The Life and Letters of Martin Luther

by Reserved Smith PH.D. 1911

Martin Luther etching 1521The DIET OF WORMS. 1521 From Cologne Charles V proceeded to Mayence and thence to Worms, where he was about to open his first diet. The varied programme of the national assembly included the drafting of a constitution for the Empire and the formulation of grievances against the tyranny of the Roman hierarchy.  It could hardly hope to avoid the religious question then agitating the whole nation, but the unprecedented course of summoning the heretic to answer before the representatives of his nation was not decided on until after the estates had been sitting for a month.

Luther himself, in appealing to the Emperor, did not expect to be called before the Diet; he hoped to be allowed to defend his doctrines before a specially appointed tribunal of able and impartial theologians.  This plan was pressed quietly but vigorously by Erasmus, the foremost living man of letters.  Besides his action in urging Frederic to insist on such a trial for his subject, the great humanist had, at Cologne, handed to the counsellors of the Emperor a short memorial, Advice of One heartily wishing the Peace of the Church, proposing the appointment of such a commission.  He partly won over the Emperor's confessor, Glapion, but Chievres and Gattinara, the real powers behind the imperial throne, remained in opposition.   A little later at Worms, John Faber, a Dominican friar, came forward with a similar plan, composed with the help of Erasmus.

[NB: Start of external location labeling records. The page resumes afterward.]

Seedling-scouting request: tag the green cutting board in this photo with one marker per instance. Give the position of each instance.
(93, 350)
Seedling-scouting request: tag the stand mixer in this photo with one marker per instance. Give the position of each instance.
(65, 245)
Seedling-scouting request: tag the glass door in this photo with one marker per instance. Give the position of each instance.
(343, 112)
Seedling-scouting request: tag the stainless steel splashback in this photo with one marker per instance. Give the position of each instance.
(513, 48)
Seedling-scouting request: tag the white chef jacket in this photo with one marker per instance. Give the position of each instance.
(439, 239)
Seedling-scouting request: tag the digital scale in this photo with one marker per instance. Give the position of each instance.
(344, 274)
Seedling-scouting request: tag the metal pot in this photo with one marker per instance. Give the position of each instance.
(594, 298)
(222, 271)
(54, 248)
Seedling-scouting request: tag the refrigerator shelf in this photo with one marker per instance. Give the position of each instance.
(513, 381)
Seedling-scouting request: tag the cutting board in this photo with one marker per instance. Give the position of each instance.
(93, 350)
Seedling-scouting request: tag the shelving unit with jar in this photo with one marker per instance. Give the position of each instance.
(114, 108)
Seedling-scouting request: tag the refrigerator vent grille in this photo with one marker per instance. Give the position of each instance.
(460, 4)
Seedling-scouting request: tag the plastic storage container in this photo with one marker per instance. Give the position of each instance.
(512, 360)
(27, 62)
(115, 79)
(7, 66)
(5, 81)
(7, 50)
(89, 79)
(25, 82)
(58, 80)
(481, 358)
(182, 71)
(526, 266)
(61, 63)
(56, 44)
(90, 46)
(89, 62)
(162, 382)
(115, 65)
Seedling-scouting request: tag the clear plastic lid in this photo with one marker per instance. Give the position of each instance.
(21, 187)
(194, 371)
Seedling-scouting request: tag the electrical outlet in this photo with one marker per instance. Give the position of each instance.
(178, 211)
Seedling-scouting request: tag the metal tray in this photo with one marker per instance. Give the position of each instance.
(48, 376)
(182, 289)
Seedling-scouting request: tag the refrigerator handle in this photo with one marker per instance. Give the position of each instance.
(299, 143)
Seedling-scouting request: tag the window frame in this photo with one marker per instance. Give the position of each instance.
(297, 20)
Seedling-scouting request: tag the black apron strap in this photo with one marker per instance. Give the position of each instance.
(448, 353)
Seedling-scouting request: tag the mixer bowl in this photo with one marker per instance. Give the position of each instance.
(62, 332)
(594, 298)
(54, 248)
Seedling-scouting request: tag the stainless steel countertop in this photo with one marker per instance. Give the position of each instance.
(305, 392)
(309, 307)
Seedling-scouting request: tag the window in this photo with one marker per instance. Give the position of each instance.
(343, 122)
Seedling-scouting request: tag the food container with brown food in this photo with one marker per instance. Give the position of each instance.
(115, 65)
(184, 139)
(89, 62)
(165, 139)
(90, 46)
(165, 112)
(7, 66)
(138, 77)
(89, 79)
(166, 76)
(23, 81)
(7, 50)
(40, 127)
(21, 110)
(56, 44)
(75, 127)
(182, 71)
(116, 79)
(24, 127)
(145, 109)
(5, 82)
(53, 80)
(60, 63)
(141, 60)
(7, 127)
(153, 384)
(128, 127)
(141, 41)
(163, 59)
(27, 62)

Such a solution of the difficulty would have been most distasteful to the Curia.  Regarding the Wittenberg professor's opinions as res adjudicates, the Romanists saw no reason for giving him a chance to defend them, and wished only to punish the man already condemned.  This course was urged by Aleander, an extremely able and unscrupulous diplomat.  His chief support was the young emperor, whose formal, backward mind failed to comprehend and even detested any variation from the faith in which he had been brought up.